The se­cu­rity weak­ness al­lowed spam­mers to hi­jack dor­mant do­main names of For­tune 500 com­pa­nies, in­sti­tu­tions, uni­ver­si­ties and other en­ti­ties hosted by com­pa­nies like GoDaddy. com and send their spam us­ing those do­mains, pass­ing through spam fil­ters that give a green light to email from trusted own­ers, Guil­mette found.

He tracked the bomb hoax spam emails and found the vast ma­jor­ity moved through 3,971 web­sites – or do­mains – pri­mar­ily at GoDaddy, a Scottsdale, Ariz., com­pany that is also the world’s largest reg­is­ter of do­main names with more than 40 mil­lion such names un­der man­age­ment.

The ex­tor­tion­ists sent out thou­sands of emails Dec. 13 de­mand­ing $20,000 in bit­coin in or­der to de­ac­ti­vate what they said were bombs placed in the premises of the re­cip­i­ents.

In dozens of cities – in­clud­ing San Fran­cisco, Chicago, Mi­ami, St. Louis and Bos­ton – emer­gency per­son­nel swarmed in re­sponse to the bomb threats, or­der­ing build­ing clo­sures and lock­downs. Po­lice swept build­ings at Penn State and the Univer­sity of Wash­ing­ton, and ex­ec­u­tives evac­u­ated news­rooms, in­clud­ing at The News and Ob­server in Raleigh, N.C.

The threats cas­caded to other ar­eas, in­clud­ing Canada, New Zealand, Aus­tralia and Hong Kong.

Guil­mette said he be­gan track­ing the path of the spam emails af­ter learn­ing of them Dec. 13 and im­me­di­ately saw that the ex­tor­tion­ists had gained con­trol of dor­mant web ad­dresses orig­i­nally ob­tained by rec­og­niz­able en­ti­ties, like Mas­sachusetts In­sti­tute of Tech­nol­ogy and Yale Univer­sity, Ex­pe­dia, US Steel, Master­card, Warner Broth­ers En­ter­tain­ment and even from the Church of Scien­tol­ogy.

“None of these com­pa­nies is guilty of any­thing but leav­ing these old do­main names dan­gling,” Guil­mette said, adding that in nearly all cases the do­mains had been reg­is­tered years ear­lier but were un­used.

Through a vul­ner­a­bil­ity in the au­then­ti­ca­tion and ver­i­fi­ca­tion process used in do­main con­trols, the hack­ers were able to com­man­deer un­used do­mains and route vic­tims in a dif­fer­ent di­rec­tion.

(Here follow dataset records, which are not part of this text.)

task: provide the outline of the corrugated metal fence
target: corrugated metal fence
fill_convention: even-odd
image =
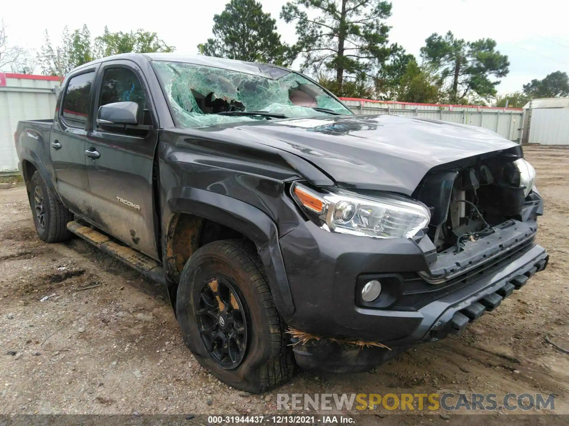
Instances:
[[[431,118],[485,127],[518,143],[522,139],[523,110],[521,108],[340,99],[357,114],[390,114]]]
[[[18,122],[52,117],[58,86],[57,77],[0,73],[0,174],[18,170]]]

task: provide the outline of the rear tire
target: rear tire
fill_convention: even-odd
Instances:
[[[186,346],[224,383],[261,393],[292,377],[292,351],[261,261],[240,242],[213,241],[192,255],[180,278],[176,312]]]
[[[73,220],[73,213],[50,191],[37,171],[30,183],[30,206],[40,239],[46,243],[59,243],[69,239],[72,234],[67,229],[67,223]]]

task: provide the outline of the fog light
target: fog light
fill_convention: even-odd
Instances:
[[[364,286],[361,290],[361,298],[364,302],[373,302],[381,293],[381,283],[377,279],[372,279]]]

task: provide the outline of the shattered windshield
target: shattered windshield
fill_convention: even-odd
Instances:
[[[241,114],[251,111],[287,118],[352,114],[318,85],[280,68],[262,65],[270,73],[259,68],[258,73],[249,74],[180,62],[154,65],[182,127],[266,119]]]

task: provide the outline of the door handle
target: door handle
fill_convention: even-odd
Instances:
[[[85,154],[87,156],[87,157],[90,157],[93,160],[97,160],[97,158],[101,156],[101,154],[99,153],[99,152],[94,148],[89,148],[89,149],[85,152]]]

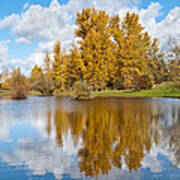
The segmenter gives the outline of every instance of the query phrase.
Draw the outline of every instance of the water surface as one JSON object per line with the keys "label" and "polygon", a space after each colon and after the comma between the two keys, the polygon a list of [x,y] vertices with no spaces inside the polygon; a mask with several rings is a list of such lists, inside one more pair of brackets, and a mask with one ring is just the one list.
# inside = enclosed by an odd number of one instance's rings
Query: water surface
{"label": "water surface", "polygon": [[0,180],[180,179],[180,100],[0,99]]}

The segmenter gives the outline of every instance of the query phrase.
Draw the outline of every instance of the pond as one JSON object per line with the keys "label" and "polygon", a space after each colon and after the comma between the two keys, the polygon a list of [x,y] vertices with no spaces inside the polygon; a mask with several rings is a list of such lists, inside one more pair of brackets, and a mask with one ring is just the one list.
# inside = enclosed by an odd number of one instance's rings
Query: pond
{"label": "pond", "polygon": [[180,179],[180,100],[0,99],[0,180]]}

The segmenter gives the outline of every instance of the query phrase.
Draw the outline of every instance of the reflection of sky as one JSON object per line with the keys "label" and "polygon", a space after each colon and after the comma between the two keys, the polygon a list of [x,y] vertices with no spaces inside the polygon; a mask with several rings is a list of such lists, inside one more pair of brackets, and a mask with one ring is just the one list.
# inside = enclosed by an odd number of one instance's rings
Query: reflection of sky
{"label": "reflection of sky", "polygon": [[[36,98],[30,98],[26,101],[26,104],[24,101],[0,102],[0,180],[85,179],[77,165],[76,155],[80,146],[73,146],[70,133],[64,137],[63,148],[56,144],[53,132],[50,137],[47,136],[47,114],[44,112],[51,100],[39,98],[37,102]],[[158,100],[154,101],[156,103]],[[171,107],[176,109],[176,105],[180,104],[180,101],[164,101],[158,103],[167,114]],[[170,103],[175,106],[170,106]],[[64,106],[71,105],[64,102]],[[175,119],[176,116],[171,123]],[[152,147],[137,172],[129,173],[124,166],[122,170],[113,168],[108,175],[101,175],[98,179],[180,179],[180,170],[174,165],[174,155],[169,149],[163,141],[158,147]]]}

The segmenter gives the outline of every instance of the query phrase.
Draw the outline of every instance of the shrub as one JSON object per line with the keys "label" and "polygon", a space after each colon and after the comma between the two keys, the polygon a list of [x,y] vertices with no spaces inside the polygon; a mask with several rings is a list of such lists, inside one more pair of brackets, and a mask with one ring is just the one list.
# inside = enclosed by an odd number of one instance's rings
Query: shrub
{"label": "shrub", "polygon": [[91,98],[91,87],[85,81],[78,81],[73,87],[73,98],[77,100],[87,100]]}

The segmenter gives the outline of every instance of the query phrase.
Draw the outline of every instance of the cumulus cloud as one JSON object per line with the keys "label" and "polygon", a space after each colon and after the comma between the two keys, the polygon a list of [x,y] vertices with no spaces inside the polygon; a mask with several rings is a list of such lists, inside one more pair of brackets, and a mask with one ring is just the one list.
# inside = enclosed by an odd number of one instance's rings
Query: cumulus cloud
{"label": "cumulus cloud", "polygon": [[[73,20],[76,12],[82,8],[96,7],[109,12],[117,12],[137,0],[70,0],[60,5],[52,0],[49,7],[31,5],[22,14],[12,14],[0,21],[0,29],[11,29],[17,42],[30,44],[34,41],[52,41],[60,39],[66,43],[73,39]],[[28,4],[24,5],[27,8]]]}
{"label": "cumulus cloud", "polygon": [[[31,44],[39,43],[25,59],[12,59],[8,62],[10,66],[23,66],[26,70],[35,63],[42,64],[45,50],[52,51],[52,45],[57,39],[61,40],[64,47],[69,47],[74,37],[74,19],[76,13],[82,8],[95,7],[106,10],[109,14],[118,13],[121,18],[127,12],[136,12],[140,16],[140,22],[146,30],[166,44],[169,36],[180,38],[180,8],[175,7],[160,22],[157,18],[161,16],[163,7],[160,3],[150,3],[146,9],[138,8],[139,0],[69,0],[67,4],[61,5],[57,0],[52,0],[48,7],[41,5],[24,5],[21,14],[12,14],[0,20],[0,30],[10,30],[17,43]],[[7,52],[3,51],[4,53]],[[2,53],[2,51],[1,51]],[[7,56],[2,56],[7,58]]]}

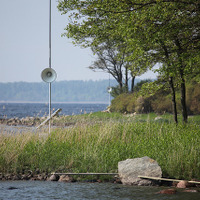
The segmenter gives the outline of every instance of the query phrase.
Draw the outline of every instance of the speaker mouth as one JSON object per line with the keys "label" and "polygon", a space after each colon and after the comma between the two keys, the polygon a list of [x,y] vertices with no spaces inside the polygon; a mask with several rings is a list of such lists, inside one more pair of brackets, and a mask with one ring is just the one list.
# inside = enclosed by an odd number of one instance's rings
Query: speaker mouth
{"label": "speaker mouth", "polygon": [[42,71],[41,78],[46,83],[52,83],[57,78],[56,71],[52,68],[46,68]]}

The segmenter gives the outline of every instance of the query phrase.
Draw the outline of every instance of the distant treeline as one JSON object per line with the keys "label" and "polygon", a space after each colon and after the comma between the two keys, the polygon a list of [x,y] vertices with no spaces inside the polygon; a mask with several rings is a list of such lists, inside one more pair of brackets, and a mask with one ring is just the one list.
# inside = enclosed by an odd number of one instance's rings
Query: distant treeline
{"label": "distant treeline", "polygon": [[[110,80],[110,86],[116,86]],[[59,81],[52,83],[52,102],[108,102],[109,80]],[[48,102],[47,83],[0,83],[0,101]]]}

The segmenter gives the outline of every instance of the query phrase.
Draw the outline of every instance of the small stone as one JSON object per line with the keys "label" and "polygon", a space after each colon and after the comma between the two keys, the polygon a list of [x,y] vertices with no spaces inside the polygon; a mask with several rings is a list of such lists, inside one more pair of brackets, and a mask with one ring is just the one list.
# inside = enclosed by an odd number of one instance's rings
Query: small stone
{"label": "small stone", "polygon": [[138,176],[162,177],[158,163],[145,156],[142,158],[127,159],[118,163],[118,173],[121,182],[125,185],[154,185],[155,181],[141,179]]}
{"label": "small stone", "polygon": [[161,190],[158,192],[158,194],[175,194],[177,191],[175,189],[167,189],[167,190]]}
{"label": "small stone", "polygon": [[74,182],[74,179],[67,175],[61,175],[58,181],[59,182]]}
{"label": "small stone", "polygon": [[186,187],[189,187],[189,183],[188,181],[180,181],[177,186],[177,188],[186,188]]}

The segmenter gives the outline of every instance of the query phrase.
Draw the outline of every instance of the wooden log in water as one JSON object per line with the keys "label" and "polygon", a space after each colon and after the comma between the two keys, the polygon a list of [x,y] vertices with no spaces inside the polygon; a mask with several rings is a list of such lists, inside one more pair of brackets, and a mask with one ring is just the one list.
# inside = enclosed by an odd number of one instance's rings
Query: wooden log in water
{"label": "wooden log in water", "polygon": [[118,173],[51,173],[55,175],[118,175]]}
{"label": "wooden log in water", "polygon": [[[59,108],[58,110],[56,110],[52,115],[52,117],[55,117],[62,109]],[[44,124],[46,124],[48,121],[50,120],[50,117],[48,117],[45,121],[43,121],[36,129],[40,128],[41,126],[43,126]]]}
{"label": "wooden log in water", "polygon": [[[171,182],[180,182],[184,180],[177,180],[177,179],[169,179],[169,178],[160,178],[160,177],[151,177],[151,176],[138,176],[138,178],[144,178],[144,179],[151,179],[151,180],[161,180],[161,181],[171,181]],[[200,184],[199,181],[187,181],[188,183],[194,183],[194,184]]]}

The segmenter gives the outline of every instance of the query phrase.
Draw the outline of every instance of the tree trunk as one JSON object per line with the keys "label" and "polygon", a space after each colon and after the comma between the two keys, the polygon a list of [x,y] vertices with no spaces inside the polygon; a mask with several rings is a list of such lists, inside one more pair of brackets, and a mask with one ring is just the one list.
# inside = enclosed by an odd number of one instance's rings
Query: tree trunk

“They were pointed at IP ad­dresses lo­cated on var­i­ous Rus­sian net­works,” Guil­mette said, re­fer­ring to the in­ter­net pro­to­col sys­tem for rout­ing in­ter­net traf­fic. The vast ma­jor­ity pointed at sites reg­is­tered by reg.ru, the largest Rus­sian do­main reg­is­trar.

Given the Rus­sian an­gle, Guil­mette nick­named the ex­tor­tion group Spammy Bear, echo­ing the names Cozy Bear and Fancy Bear given to two ma­jor hack­ing teams linked to Rus­sian se­cu­rity ser­vices or mil­i­tary units that in­ter­fered in the 2016 U.S. pres­i­den­tial cam­paign.

GoDaddy spokesman Dan Race didn’t say pre­cisely how hack­ers took ad­van­tage of the com­pany’s dor­mant do­mains, only that no cus­tomer in­for­ma­tion was ex­posed.

Ac­cord­ing to Guil­mette, a tiny per­cent­age of the spam emails moved through do­mains hosted by two smaller U.S. do­main name providers, Cincin­nati-based NetDorm Inc., and Reprise Host­ing, which lists a post of­fice box in Las Ve­gas

Fel­low ex­perts on do­main registry said Guil­mette’s re­search was solid.

“He checks out, ac­tu­ally, as a le­git­i­mate re­searcher who knows what he’s talk­ing about,” said Mike Si­mon, chief tech­nol­ogy of­fi­cer at Crit­i­cal In­for­mat­ics, a Seattle-area cy­ber­se­cu­rity firm.